Error in read.table(file = file, header = header, sep = sep, quote = quote, duplicate 'row.names' are not allowed

EDIT: For the second method, when I try read.csv(paste(path,file,sep=""), row.names=NULL)) it changes the title of my first column to row.names and shifts the data one column to the right. I tried putting

colnames(rec) <- c(colnames(rec)[-1],"x") rec$x <- NULL

under the last line and I get this error:

Error in `colnames<-`(`*tmp*`, value = "x") : 
attempt to set 'colnames' on an object with less than two dimensions

If there is a much easier way to import multiple csv files into R and I'm over complicating things don't be afraid to let me know.

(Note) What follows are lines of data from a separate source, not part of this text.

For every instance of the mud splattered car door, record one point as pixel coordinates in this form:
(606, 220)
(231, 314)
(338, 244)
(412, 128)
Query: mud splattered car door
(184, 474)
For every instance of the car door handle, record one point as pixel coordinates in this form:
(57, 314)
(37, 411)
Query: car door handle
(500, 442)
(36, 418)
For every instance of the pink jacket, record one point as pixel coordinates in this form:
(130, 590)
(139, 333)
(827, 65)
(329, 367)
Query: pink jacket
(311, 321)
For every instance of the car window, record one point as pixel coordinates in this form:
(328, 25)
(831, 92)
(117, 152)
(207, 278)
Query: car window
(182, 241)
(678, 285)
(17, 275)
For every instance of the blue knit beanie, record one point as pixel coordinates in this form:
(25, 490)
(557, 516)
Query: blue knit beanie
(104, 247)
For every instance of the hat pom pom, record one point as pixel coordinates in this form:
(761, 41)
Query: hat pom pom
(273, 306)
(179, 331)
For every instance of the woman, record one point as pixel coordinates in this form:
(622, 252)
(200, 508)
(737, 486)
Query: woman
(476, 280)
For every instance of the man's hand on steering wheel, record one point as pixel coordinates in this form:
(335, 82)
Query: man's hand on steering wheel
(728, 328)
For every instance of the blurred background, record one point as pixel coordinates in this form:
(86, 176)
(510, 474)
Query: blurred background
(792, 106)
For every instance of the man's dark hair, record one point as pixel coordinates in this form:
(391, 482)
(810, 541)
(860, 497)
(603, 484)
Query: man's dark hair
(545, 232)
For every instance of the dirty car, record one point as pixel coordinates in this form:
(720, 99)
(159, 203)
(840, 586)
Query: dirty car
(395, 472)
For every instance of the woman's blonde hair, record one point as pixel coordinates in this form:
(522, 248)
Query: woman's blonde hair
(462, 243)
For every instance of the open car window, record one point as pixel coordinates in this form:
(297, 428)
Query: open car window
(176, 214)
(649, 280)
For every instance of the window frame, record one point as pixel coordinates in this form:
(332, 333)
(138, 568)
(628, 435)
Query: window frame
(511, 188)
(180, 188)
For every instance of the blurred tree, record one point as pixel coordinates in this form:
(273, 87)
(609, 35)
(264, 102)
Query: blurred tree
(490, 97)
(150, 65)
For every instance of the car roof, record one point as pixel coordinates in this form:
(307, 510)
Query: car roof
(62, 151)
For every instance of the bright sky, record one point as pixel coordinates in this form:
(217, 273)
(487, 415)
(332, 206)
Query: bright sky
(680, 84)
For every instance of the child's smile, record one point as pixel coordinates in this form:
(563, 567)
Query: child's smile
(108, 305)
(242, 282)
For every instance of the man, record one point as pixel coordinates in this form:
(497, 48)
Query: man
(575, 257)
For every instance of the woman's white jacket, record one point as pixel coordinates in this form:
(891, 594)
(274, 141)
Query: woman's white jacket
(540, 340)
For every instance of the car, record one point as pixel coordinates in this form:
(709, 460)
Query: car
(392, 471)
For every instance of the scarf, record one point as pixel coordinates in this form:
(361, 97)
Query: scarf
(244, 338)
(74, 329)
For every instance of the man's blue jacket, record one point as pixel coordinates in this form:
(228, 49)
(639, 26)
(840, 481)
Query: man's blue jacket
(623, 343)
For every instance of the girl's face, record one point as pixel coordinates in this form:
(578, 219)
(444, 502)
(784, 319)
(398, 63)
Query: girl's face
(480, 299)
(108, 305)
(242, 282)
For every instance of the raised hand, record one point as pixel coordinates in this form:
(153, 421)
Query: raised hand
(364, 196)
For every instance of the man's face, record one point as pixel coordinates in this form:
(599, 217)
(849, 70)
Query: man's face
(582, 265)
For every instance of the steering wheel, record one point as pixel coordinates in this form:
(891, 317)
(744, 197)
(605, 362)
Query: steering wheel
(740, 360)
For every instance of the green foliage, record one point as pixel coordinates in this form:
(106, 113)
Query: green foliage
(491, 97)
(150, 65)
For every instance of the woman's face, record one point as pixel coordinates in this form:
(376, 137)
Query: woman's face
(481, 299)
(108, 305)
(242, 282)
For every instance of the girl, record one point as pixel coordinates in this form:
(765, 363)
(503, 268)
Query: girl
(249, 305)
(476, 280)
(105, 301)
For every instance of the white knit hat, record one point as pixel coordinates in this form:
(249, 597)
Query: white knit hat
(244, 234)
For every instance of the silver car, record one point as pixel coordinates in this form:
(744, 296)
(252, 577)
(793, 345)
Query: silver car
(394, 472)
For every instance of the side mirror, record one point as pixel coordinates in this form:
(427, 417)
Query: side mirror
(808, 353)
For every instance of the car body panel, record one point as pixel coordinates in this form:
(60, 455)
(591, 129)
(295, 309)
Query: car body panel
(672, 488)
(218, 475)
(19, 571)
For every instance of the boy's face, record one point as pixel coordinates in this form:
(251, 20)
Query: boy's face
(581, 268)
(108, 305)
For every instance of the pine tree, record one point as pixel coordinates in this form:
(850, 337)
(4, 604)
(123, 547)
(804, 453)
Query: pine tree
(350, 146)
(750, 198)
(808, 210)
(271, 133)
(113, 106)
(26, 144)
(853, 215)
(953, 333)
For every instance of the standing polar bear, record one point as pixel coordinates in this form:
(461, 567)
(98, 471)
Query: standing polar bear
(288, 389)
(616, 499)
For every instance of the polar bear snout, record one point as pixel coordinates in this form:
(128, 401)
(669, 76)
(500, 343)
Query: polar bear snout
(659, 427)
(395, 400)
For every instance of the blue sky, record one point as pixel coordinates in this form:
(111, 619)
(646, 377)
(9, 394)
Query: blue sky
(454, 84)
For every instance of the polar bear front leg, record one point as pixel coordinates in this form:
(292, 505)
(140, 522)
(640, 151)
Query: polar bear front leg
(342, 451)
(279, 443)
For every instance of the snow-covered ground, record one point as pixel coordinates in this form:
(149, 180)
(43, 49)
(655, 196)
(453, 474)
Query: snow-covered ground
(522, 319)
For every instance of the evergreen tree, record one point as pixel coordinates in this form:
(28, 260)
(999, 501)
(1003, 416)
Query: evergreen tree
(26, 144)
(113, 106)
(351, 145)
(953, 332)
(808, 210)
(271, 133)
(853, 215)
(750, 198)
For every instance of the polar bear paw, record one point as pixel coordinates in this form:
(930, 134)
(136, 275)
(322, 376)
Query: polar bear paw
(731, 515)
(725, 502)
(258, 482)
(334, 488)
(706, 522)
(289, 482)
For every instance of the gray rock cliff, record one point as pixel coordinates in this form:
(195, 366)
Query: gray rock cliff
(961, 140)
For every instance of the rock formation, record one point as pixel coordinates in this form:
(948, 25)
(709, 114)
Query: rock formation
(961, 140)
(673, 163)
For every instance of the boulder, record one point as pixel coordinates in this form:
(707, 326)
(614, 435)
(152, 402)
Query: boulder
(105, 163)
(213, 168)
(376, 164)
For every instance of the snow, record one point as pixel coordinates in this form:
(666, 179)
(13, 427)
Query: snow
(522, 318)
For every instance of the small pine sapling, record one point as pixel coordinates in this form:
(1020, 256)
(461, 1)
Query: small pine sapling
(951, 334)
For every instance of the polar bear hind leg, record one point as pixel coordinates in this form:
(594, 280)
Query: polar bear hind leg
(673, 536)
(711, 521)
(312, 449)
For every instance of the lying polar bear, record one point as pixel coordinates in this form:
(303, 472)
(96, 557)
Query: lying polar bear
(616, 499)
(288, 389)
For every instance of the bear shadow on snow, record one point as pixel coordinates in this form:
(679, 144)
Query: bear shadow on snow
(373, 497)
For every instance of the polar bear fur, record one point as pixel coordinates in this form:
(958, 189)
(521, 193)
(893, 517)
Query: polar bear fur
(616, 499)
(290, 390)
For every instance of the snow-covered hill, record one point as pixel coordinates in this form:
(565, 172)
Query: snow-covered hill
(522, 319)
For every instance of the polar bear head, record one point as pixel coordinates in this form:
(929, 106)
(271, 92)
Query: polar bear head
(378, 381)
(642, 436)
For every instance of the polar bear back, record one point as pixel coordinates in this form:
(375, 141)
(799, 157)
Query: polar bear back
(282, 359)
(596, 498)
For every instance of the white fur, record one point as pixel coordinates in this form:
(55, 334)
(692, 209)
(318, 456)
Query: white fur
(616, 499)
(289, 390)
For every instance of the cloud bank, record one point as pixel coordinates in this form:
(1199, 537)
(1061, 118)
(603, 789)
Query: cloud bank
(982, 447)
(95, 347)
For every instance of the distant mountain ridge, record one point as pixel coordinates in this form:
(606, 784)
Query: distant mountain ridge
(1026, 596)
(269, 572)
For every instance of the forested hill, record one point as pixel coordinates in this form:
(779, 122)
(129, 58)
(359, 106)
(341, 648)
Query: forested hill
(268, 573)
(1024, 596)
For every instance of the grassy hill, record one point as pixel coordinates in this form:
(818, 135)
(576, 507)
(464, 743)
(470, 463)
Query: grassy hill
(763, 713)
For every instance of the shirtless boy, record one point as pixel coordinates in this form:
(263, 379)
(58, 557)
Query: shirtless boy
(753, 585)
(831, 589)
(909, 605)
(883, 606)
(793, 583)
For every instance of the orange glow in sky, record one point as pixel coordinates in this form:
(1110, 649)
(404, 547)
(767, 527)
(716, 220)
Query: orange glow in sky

I know this is a combination of two questions which have been answered plenty of times on stack, I didn't see if anyone had asked this specific question. Thanks in advance!

EDIT 2:

All of the individual files contain data like this:

Half,Play,Type,Time
1,1,Start,00:00:0`
1,2,,0:23:5
1,3,pass,00:03:76
2,4,start,00:04:76
2,5,pass,00:06:92
2,6,end,00:08:00 
1
Forgot to say that I've already tried that. See edits.useR
The error seems to come from the read.csv which means it doesn't matter than you are trying to read multiple files. One of those files has bad row names. Do you think your input files have row names? R assumes that when your header row as one fewer value than your data rows. Without some sample data to make a reproducible example it's near impossible to offer specific help. Also, calling dplyr::bind_rows without any parameters is pretty weird.MrFlick
I will make some example data up and add it to the question. Thanks!useR
I have edited the question accordinglyuseR
I would guess that one of your files is malformed. Try reading subsets of the complete file list till you find the culprit.MrFlick

1 Answers

1
votes

Although this may not solve your problem, you could try to skip the headers while you are reading the files and put it afterwards. So something like (in some of your approaches):

read.csv("Your files/file/paste", header = F, skip = 1)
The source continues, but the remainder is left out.